More than 500 Evertonians swelled the pavement on the corner of Goodison Road and Walton Lane in May 2001 to witness the unveiling of a larger than life bronze figure.
And local artist and sculptor Tom Murphy revealed that he approached Everton about the possibility of sculpting their most famous figure, after being inundated by requests from Evertonians.
He revealed: “I actually wrote to Everton to see if there was any interest, which I don’t normally do, because so many people had stopped me and asked me if I would do one.
“Everton said they were thinking about it anyway and it took of from there.”

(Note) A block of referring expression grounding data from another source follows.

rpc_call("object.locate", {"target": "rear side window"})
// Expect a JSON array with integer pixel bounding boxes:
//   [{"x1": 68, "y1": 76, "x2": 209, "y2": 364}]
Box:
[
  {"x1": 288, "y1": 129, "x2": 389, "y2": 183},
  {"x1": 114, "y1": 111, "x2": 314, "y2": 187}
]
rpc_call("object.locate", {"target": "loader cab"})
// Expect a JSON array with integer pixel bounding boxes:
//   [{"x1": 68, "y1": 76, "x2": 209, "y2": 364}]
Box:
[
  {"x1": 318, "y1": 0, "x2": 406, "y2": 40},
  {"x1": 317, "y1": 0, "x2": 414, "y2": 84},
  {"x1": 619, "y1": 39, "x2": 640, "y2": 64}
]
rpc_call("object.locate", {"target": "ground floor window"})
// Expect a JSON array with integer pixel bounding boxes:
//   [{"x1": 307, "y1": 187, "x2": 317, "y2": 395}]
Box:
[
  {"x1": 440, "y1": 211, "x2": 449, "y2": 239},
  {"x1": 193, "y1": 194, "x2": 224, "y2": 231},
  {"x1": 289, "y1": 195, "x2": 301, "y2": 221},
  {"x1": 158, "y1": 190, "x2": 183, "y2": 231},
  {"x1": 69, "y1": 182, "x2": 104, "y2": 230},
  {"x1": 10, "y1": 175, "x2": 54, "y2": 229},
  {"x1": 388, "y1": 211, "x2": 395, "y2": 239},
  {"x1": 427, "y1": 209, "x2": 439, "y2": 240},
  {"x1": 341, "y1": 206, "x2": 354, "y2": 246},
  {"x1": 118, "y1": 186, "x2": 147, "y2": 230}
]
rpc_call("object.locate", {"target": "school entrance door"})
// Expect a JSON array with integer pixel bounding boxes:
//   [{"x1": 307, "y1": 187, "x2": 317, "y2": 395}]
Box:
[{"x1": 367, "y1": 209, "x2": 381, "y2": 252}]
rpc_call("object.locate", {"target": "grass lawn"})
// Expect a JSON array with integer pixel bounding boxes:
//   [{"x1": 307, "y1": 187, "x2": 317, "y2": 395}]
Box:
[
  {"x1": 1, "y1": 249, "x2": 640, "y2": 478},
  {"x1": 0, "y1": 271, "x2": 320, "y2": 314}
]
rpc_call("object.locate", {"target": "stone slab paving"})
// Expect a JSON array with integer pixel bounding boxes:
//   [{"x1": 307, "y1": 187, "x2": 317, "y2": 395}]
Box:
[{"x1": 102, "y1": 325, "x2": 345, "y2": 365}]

After successful sculptings of some of the city’s other famous sons, like John Lennon, Bill Shankly and Cecil & John Moores, Everton were delighted with the finished product.
Chairman Bill Kenwright cut the blue ribbon with Dixie’s son, Geoff – watched by daughter Barbara, grand-daughter Melanie and great-grandchildren Daniel and Scarlett in three generations of the Dean family – and paid tribute to the player.
“The word legend is a much abused and over-used word in our game.” he said. “A game when the pay packet seems to rule these days and ego seems to rule, and there’s little of the hero in some of the people who wear shirts up and down the country.
“Today we salute probably the greatest hero of all time – our beloved William Ralph ‘Dixie’ Dean.”
The statue is surrounded by railings containing 60 circles, to represent Dixie’s record breaking 60 league goals.
“I put a lot of power into the figure.” added sculptor Tom Murphy. “In this pose you can see he is totally switched on. His muscles are powered up, he is determined and ready to go.”
The pose is so striking it was later used by Everton to form the centre-point of the 100 seasons of Top Flight Football logo sewn onto the club’s shirts.
Bill Kenwright wrapped up the ceremony saying: “Dixie Dean was an inspiration to his fellow footballers. He was a God to them and he was terrifying to the opposing team.
“In this world you often hear ‘Never, say never!’ But I think there is one ‘never’ in football that’s a truism: Dixie Dean’s record will never, ever be beaten.
“Dixie Dean’s memory will never be forgetten by people who love football. Today we celebrate the greatest goal machine in the history of world football.”